Every year, at least three million people come to visit Temple Square in the heart of Salt Lake City. Among the well-known buildings and beautiful landscaping hide a few gems that not many people know about.
A Globe-Trotting Tree
In 1949, the State of Israel was barely a year old. In the wake of the Holocaust, Jews from all over the world flowed to the Holy Land to build a new nation. That same year a young woman traveled all the way from Israel to Temple Square in Salt Lake City. In her purse, she carried a special cargo. A small seedling, one of the famed Cedars of Lebanon.
The tree survived the 7,000-mile journey and today that tree, a real Cedar of Lebanon, quietly graces the east entrance to Temple Square. It’s a living example of the tree described in scripture and used to build the temple in Jerusalem.

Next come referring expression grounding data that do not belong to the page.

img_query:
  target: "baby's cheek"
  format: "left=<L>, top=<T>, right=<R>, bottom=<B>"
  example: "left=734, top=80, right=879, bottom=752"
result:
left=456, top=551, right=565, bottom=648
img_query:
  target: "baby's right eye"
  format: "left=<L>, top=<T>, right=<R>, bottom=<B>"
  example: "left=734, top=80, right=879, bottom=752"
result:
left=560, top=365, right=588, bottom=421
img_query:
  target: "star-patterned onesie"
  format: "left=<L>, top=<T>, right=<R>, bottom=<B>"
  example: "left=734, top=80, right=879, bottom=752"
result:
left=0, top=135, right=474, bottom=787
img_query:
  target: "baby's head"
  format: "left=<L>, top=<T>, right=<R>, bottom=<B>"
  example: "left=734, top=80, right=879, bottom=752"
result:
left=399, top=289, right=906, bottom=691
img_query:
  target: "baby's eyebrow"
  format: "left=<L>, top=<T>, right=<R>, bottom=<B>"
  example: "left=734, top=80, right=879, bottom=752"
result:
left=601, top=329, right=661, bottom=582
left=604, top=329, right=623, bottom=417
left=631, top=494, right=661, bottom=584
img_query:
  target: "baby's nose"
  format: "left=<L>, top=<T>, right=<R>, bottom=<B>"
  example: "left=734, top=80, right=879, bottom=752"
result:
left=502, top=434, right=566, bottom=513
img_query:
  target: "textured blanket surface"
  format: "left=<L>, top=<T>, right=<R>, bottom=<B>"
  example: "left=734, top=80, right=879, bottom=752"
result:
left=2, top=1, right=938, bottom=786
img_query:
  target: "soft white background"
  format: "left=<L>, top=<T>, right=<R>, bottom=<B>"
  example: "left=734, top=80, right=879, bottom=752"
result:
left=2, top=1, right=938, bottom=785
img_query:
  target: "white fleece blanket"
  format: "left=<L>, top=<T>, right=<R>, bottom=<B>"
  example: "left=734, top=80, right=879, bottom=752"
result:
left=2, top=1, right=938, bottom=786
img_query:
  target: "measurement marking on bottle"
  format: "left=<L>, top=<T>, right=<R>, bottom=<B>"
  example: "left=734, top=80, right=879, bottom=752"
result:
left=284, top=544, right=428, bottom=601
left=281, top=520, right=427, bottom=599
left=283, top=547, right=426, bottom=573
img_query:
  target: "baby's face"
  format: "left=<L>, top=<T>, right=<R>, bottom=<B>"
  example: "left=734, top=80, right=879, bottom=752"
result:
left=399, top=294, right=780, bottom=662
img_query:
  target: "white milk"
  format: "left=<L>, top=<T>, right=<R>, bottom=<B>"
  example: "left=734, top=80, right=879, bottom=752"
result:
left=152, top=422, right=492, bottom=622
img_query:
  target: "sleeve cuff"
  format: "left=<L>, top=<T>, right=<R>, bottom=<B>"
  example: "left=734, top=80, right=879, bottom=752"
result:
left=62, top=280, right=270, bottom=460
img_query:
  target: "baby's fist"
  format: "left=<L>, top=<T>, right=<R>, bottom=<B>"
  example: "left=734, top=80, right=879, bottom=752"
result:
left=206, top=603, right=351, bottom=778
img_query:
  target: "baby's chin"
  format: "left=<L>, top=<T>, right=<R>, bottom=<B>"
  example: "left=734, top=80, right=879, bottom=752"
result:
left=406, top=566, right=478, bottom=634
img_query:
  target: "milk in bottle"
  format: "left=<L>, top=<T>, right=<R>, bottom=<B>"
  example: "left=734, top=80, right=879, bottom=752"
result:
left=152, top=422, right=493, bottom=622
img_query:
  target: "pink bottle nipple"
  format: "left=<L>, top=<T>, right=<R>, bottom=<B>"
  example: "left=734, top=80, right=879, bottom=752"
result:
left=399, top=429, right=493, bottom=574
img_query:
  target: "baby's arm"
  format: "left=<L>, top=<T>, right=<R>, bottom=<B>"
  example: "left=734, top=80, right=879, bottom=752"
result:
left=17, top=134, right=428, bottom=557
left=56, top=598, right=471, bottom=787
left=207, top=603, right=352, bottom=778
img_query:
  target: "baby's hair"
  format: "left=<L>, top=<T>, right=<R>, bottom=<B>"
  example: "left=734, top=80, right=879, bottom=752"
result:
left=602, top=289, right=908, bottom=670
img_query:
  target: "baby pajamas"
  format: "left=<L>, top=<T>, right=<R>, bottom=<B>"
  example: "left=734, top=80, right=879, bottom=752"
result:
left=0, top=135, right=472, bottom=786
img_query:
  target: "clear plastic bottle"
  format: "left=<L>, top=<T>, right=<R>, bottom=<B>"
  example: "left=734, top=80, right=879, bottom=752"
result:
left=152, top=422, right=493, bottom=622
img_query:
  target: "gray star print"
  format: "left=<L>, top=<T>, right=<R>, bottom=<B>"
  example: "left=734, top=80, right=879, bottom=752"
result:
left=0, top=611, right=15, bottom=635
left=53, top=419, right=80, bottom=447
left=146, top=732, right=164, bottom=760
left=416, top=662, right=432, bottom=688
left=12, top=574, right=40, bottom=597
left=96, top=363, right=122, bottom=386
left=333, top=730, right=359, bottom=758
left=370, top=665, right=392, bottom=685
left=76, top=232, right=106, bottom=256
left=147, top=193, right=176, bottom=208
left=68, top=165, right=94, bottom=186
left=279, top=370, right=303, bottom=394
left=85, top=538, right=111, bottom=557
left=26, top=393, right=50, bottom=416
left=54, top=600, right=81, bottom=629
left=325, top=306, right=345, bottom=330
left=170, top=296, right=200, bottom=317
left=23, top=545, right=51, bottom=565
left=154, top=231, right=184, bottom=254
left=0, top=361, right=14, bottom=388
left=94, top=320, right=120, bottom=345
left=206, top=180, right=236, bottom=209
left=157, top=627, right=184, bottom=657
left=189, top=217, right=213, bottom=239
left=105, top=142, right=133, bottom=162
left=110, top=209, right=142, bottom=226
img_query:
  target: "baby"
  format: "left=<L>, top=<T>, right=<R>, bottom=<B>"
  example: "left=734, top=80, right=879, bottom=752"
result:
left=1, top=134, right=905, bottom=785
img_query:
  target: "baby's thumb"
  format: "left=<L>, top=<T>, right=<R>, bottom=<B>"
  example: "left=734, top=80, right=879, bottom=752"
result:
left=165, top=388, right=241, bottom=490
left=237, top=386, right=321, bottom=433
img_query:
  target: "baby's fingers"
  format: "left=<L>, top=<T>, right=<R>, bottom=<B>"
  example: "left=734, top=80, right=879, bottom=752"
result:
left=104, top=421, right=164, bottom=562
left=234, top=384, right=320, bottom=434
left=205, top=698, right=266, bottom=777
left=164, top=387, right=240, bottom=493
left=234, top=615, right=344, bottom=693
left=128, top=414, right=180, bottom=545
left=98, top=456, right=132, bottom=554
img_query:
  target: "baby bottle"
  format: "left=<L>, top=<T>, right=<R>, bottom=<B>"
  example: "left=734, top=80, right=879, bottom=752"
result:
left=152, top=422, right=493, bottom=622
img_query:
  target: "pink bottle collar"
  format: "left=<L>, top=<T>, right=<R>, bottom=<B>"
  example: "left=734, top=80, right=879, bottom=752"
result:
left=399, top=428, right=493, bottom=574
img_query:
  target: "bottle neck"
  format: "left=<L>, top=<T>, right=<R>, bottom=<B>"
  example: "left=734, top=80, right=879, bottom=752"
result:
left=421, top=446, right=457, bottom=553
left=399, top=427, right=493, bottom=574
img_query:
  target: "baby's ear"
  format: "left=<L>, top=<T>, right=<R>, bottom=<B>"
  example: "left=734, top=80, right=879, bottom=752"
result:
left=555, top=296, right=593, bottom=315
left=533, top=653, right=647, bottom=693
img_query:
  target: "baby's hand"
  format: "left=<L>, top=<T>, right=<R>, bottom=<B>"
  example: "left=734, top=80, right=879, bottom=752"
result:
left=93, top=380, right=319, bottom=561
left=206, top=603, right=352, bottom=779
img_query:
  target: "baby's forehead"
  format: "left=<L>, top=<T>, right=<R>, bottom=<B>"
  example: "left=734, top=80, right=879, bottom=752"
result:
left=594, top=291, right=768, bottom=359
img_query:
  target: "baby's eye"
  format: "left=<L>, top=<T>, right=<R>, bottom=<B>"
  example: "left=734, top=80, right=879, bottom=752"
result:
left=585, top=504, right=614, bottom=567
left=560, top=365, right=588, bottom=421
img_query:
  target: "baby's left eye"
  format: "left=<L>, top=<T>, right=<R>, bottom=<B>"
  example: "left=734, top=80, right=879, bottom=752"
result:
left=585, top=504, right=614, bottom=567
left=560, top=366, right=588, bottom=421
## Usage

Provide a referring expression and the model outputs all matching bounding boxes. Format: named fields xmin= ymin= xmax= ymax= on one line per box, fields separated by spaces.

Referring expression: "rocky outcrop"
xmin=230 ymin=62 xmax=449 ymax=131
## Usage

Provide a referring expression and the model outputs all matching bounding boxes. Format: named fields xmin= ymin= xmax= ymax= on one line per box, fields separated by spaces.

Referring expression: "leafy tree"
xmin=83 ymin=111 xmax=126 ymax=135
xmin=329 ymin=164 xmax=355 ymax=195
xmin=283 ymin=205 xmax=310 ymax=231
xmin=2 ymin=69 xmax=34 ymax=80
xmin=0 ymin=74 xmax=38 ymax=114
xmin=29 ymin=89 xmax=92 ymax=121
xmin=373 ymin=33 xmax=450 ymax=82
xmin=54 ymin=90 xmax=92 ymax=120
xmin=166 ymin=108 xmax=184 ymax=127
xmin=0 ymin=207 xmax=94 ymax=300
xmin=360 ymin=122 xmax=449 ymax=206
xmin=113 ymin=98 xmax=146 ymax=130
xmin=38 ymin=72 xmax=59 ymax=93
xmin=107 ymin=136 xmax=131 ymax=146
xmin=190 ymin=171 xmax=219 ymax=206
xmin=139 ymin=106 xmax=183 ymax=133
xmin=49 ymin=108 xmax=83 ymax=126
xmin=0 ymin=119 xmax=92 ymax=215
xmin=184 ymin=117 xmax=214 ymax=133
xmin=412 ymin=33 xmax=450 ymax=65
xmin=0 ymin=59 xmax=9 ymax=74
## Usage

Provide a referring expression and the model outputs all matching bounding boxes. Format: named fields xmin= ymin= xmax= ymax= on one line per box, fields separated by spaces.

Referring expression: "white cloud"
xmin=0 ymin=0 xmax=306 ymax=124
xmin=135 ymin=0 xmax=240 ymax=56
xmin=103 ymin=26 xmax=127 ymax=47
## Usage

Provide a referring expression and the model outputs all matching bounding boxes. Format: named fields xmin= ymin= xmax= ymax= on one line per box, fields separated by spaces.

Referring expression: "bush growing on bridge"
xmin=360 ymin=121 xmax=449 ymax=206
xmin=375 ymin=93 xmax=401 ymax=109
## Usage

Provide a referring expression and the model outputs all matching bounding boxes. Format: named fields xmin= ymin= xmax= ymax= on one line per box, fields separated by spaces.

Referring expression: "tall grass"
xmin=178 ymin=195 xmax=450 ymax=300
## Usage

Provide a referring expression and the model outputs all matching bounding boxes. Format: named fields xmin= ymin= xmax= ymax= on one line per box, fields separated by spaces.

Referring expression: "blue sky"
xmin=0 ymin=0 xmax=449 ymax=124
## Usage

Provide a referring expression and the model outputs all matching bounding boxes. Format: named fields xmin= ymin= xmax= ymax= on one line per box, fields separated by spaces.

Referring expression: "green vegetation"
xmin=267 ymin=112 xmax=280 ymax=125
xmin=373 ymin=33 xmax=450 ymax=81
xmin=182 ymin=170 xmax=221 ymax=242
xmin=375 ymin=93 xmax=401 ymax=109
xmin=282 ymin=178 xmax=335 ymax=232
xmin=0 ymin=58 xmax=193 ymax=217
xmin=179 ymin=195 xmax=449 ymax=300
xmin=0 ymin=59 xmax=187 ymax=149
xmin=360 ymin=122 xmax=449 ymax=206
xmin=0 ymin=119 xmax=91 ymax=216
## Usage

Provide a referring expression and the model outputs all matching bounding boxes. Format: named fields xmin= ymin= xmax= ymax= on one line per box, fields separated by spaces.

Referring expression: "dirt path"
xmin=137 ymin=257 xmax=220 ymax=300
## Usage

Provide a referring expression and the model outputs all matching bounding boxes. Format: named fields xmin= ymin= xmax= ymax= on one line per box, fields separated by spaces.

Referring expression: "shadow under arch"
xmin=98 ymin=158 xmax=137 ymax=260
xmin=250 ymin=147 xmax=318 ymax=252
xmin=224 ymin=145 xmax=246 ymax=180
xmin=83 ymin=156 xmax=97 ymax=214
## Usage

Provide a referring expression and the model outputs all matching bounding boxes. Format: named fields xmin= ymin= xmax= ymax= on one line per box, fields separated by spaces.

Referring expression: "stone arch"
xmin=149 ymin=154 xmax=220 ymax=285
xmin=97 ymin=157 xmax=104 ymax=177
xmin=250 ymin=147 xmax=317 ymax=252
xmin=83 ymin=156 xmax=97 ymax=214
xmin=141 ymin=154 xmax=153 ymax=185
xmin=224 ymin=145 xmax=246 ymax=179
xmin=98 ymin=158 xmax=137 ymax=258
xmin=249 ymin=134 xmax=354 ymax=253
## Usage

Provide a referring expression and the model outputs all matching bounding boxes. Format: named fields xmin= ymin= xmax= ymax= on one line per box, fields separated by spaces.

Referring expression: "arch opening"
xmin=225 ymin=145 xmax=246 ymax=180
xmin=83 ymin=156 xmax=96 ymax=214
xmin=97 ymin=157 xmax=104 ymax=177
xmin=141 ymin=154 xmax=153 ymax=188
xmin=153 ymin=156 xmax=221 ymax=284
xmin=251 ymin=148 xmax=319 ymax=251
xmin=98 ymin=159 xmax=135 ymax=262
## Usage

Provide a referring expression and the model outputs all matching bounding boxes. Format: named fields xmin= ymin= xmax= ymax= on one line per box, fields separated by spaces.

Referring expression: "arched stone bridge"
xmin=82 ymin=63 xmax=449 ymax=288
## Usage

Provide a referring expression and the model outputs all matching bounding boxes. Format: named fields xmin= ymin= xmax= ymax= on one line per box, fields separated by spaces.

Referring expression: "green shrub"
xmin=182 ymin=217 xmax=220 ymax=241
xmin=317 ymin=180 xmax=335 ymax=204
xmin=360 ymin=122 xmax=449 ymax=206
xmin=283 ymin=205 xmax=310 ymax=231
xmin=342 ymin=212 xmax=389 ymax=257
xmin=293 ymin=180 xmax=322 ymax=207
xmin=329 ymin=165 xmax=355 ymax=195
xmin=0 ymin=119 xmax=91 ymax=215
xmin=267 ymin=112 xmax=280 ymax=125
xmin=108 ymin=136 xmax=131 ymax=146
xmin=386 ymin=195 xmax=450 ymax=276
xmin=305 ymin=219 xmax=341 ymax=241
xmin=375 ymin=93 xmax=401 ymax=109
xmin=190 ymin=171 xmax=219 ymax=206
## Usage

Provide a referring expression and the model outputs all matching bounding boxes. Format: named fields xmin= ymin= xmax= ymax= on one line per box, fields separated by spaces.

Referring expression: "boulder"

An Old Scientific Observatory
Temple Square is a place of faith, but historically it’s also a place of science. Outside the doors to the South Visitors Center, most visitors pass right by a U shaped monument. The United States Meridian Base. It marks the location of an early scientific observatory. The observatory played a role in a network of sites used to establish a nationwide standard clock. Its telescope helped create Mountain Standard Time. For years the observations and measurements regulated the Salt Lake City’s clocks.
The Center Of It All
Just on the other side of the wall from the Meridian Base is the Salt Lake Base and Meridian. All surveying in the area refers back to this point. Every street, home, and building in Salt Lake is measured from this one point.